To investigate which pathways and LRH-1 target genes are affected by LRH-1 KD, we determined the expression of several LRH-1 target genes in the liver and ovary and performed microarray analysis on the ovaries of LRH-1-KD and wild-type mice. Quantitative PCR analysis revealed that Shp expression was downregulated by 85% in the liver of LRH-1-KD mice (Fig. 4a), Scrarb1 expression was downregulated by 43% and there was no obvious regulation of Cyp7a1 expression in liver samples from LRH-1-KD mice (Fig. 4a).


Fig. 4.  Gene expression analysis in the liver and ovary from liver receptor homologue-1 (LRH-1)-knockdown (KD) and wild-type mice. Quantitative polymerase chain reaction analysis of LRH-1 target genes in the (a) liver of adult LRH-1-KD and wild-type mice treated with doxycyclin (Dox) for 4 weeks and (b) ovary of non-synchronised adult LRH-1-KD and wild-type mice treated with Dox for 4 weeks. Data are the mean ± s.e.m. **P < 0.01, ***P < 0.001 compared with wild-type.
F4

Furthermore, q-PCR analysis of unsynchronised adult LRH-1-KD ovaries revealed that Star, Cyp11a1, Scarb1, Lhgcr and Prlr expression was significantly reduced compared with that in Dox-treated wild-type mice (Fig. 4b). There were no changes in Cyp19 and Fshr expression. To further study the changes in expression in the LRH-1-KD ovary, we performed a microarray experiment on immature wild-type and LRH-1-KD ovaries. Two-week-old immature mice were treated with Dox for 17 days.
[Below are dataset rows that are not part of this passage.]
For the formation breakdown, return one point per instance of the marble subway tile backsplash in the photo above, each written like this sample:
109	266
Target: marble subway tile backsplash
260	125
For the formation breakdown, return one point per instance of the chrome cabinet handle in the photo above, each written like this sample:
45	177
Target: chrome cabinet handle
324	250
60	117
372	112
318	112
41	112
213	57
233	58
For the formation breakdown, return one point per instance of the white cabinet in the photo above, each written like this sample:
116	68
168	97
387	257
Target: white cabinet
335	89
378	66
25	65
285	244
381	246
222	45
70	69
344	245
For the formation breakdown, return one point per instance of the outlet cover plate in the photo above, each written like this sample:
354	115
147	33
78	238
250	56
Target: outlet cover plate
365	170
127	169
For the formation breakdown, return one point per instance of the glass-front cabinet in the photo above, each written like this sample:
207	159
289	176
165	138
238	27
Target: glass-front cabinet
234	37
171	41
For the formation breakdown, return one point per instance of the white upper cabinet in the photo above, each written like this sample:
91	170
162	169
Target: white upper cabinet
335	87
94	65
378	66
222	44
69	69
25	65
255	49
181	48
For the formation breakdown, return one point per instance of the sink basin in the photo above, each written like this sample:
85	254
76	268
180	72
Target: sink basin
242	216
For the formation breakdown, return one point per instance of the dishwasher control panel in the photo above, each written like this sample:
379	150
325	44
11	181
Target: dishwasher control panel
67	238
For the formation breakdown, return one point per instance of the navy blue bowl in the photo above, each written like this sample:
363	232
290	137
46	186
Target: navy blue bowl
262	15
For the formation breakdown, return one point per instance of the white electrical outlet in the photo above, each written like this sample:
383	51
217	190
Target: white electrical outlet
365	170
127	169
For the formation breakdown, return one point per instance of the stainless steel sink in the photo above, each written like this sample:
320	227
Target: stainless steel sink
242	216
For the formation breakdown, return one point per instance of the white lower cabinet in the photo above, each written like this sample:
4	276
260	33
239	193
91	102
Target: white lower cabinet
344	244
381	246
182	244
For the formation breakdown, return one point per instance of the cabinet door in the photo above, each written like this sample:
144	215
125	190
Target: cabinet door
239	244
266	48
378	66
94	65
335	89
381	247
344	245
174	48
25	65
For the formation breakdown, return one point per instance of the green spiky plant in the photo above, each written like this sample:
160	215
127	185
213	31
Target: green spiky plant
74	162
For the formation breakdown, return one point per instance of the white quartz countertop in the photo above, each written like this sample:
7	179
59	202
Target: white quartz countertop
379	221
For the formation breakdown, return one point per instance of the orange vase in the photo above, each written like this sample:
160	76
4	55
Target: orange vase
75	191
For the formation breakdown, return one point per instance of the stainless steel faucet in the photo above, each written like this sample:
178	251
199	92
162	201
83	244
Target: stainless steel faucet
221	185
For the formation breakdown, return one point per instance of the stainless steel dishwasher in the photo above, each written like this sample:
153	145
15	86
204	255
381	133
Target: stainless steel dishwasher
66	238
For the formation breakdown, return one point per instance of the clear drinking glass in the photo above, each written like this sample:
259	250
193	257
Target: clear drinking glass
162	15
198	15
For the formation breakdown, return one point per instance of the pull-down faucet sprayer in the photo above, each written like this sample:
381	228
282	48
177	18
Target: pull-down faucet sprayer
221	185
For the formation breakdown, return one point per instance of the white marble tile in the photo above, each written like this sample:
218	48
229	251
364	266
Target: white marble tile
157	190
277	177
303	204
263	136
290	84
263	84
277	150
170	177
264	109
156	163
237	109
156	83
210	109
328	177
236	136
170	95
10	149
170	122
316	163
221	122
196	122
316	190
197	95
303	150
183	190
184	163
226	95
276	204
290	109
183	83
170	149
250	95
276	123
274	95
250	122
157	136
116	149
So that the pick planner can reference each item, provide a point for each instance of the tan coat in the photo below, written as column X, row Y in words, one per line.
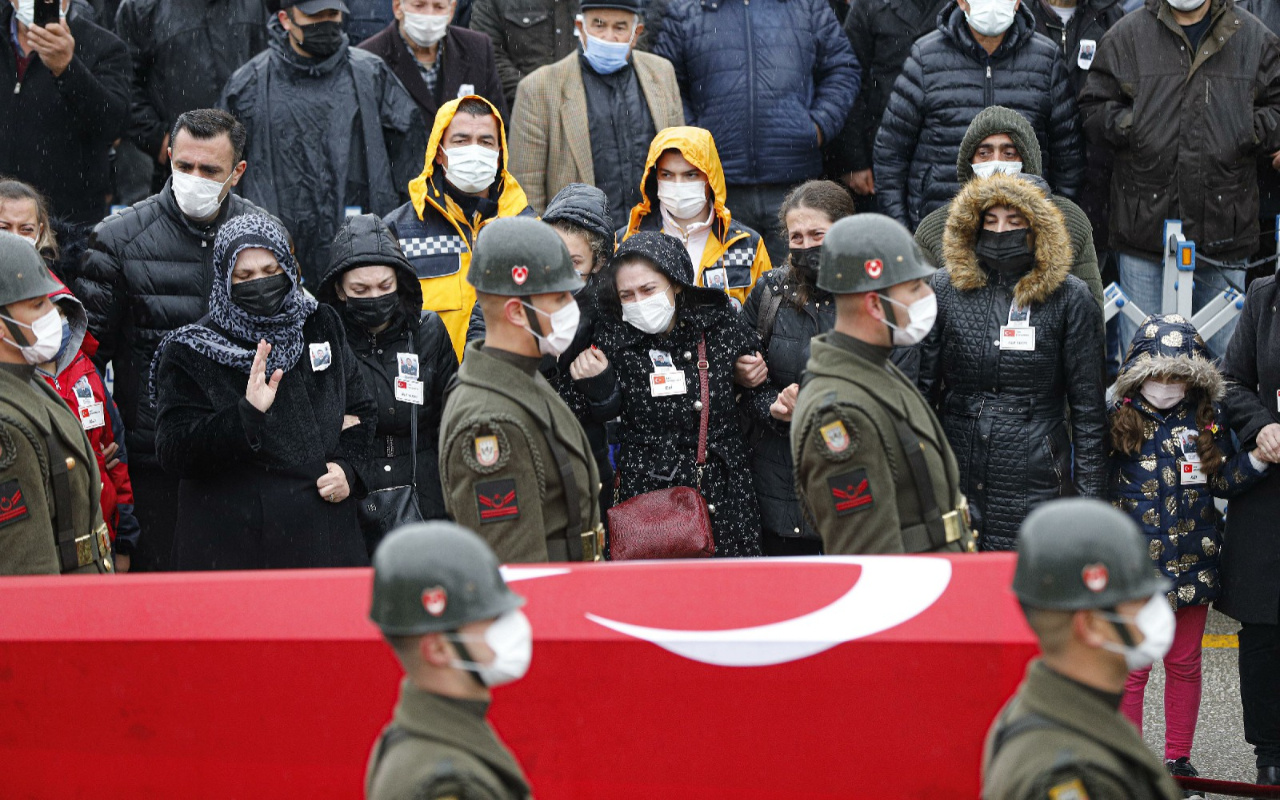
column 551, row 140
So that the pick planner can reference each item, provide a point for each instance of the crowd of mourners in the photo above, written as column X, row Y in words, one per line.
column 261, row 216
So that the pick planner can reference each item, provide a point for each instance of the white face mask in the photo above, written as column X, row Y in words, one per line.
column 986, row 169
column 1164, row 396
column 920, row 314
column 49, row 337
column 1156, row 624
column 199, row 197
column 991, row 17
column 682, row 199
column 471, row 168
column 511, row 639
column 26, row 12
column 650, row 315
column 425, row 30
column 563, row 329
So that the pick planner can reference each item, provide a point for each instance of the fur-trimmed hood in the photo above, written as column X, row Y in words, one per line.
column 1052, row 245
column 1169, row 346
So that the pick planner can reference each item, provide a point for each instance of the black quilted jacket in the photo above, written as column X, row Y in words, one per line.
column 946, row 81
column 1025, row 425
column 147, row 270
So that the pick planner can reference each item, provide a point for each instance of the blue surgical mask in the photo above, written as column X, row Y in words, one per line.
column 606, row 58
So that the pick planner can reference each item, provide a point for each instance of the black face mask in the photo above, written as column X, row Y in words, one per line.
column 370, row 312
column 804, row 263
column 320, row 39
column 1006, row 252
column 263, row 296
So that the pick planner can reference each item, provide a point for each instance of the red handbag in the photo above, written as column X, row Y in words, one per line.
column 668, row 522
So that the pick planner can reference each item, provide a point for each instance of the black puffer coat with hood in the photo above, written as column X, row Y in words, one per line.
column 1015, row 417
column 658, row 435
column 365, row 241
column 946, row 81
column 999, row 119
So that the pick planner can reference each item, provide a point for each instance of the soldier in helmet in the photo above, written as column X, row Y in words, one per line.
column 1098, row 609
column 515, row 462
column 50, row 519
column 874, row 471
column 458, row 631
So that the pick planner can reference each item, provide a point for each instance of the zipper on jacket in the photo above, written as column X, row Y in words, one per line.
column 750, row 86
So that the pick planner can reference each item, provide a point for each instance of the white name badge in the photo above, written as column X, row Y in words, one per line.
column 1192, row 472
column 321, row 356
column 92, row 416
column 1016, row 338
column 664, row 384
column 406, row 365
column 408, row 391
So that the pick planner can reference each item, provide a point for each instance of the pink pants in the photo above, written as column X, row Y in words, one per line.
column 1182, row 684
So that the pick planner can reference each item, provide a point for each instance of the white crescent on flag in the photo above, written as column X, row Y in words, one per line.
column 890, row 590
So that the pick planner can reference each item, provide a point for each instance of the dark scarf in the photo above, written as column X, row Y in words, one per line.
column 283, row 330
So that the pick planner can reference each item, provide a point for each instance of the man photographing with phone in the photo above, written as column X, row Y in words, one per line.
column 64, row 99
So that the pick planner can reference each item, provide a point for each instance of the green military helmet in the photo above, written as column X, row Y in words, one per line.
column 22, row 272
column 869, row 252
column 437, row 576
column 519, row 256
column 1082, row 553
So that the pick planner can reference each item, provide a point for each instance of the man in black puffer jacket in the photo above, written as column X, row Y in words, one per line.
column 956, row 72
column 147, row 272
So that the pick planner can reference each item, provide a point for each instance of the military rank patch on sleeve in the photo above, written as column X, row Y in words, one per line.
column 497, row 501
column 850, row 492
column 13, row 504
column 1070, row 790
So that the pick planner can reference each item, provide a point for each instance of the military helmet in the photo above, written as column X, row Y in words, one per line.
column 869, row 252
column 519, row 256
column 437, row 576
column 1082, row 553
column 22, row 272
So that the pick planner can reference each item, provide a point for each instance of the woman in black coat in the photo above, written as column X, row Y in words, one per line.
column 264, row 415
column 1251, row 552
column 787, row 309
column 375, row 291
column 1014, row 361
column 652, row 321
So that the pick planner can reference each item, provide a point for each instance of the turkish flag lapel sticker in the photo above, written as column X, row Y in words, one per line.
column 13, row 503
column 850, row 493
column 497, row 501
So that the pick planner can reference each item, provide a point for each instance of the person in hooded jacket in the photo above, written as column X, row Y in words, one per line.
column 1001, row 140
column 264, row 415
column 1015, row 334
column 1171, row 453
column 330, row 128
column 984, row 53
column 684, row 176
column 787, row 309
column 76, row 379
column 464, row 186
column 375, row 291
column 653, row 319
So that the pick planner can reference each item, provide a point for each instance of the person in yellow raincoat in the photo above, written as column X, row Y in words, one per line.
column 682, row 195
column 464, row 186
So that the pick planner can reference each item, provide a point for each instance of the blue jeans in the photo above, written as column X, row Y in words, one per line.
column 1143, row 280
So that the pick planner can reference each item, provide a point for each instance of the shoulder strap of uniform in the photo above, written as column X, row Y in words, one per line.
column 1023, row 725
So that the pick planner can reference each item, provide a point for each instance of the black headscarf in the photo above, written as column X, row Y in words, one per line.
column 282, row 330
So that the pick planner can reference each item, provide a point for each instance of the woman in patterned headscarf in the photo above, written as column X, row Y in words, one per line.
column 264, row 416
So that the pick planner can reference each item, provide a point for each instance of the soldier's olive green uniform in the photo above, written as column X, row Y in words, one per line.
column 50, row 513
column 1065, row 741
column 507, row 440
column 439, row 748
column 854, row 420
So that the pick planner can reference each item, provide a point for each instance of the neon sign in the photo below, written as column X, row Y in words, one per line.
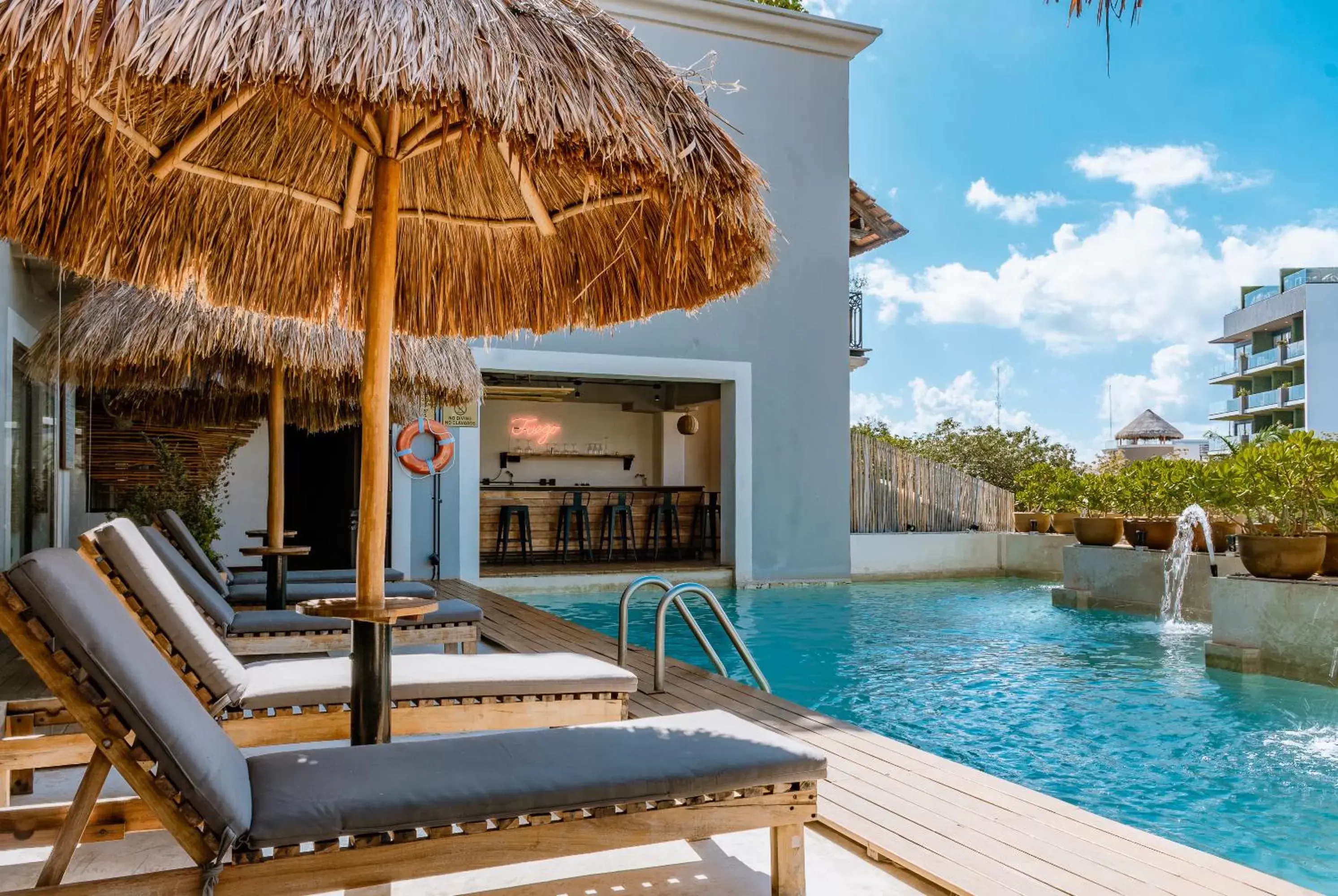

Subsequently, the mice were treated with FSH to induce follicle maturation and, 46 h later, with hCG to induce ovulation. RNA was isolated 40 h after FSH treatment and 2 h after hCG treatment and both time points were analysed on microarray. The results showed that 40 h after FSH treatment 637 genes were differentially expressed between the LRH-1-KD and Dox-treated wild-type ovaries (P < 0.05). Two hours after hCG, 794 genes were differentially expressed (P < 0.05; see Table S1 available as Supplementary Material to this paper) and 285 genes were significantly regulated at both time points. Pathway analysis showed that regulated canonical pathways in the LRH-1-KD ovaries 40 h after FSH include C21-Steroid Hormone Metabolism and Androgen and Oestrogen Metabolism. These pathways were not regulated 2 h after hCG. At both time points, the Interferon Signalling pathway and other immunological pathways were among the most significantly regulated pathways (data not shown).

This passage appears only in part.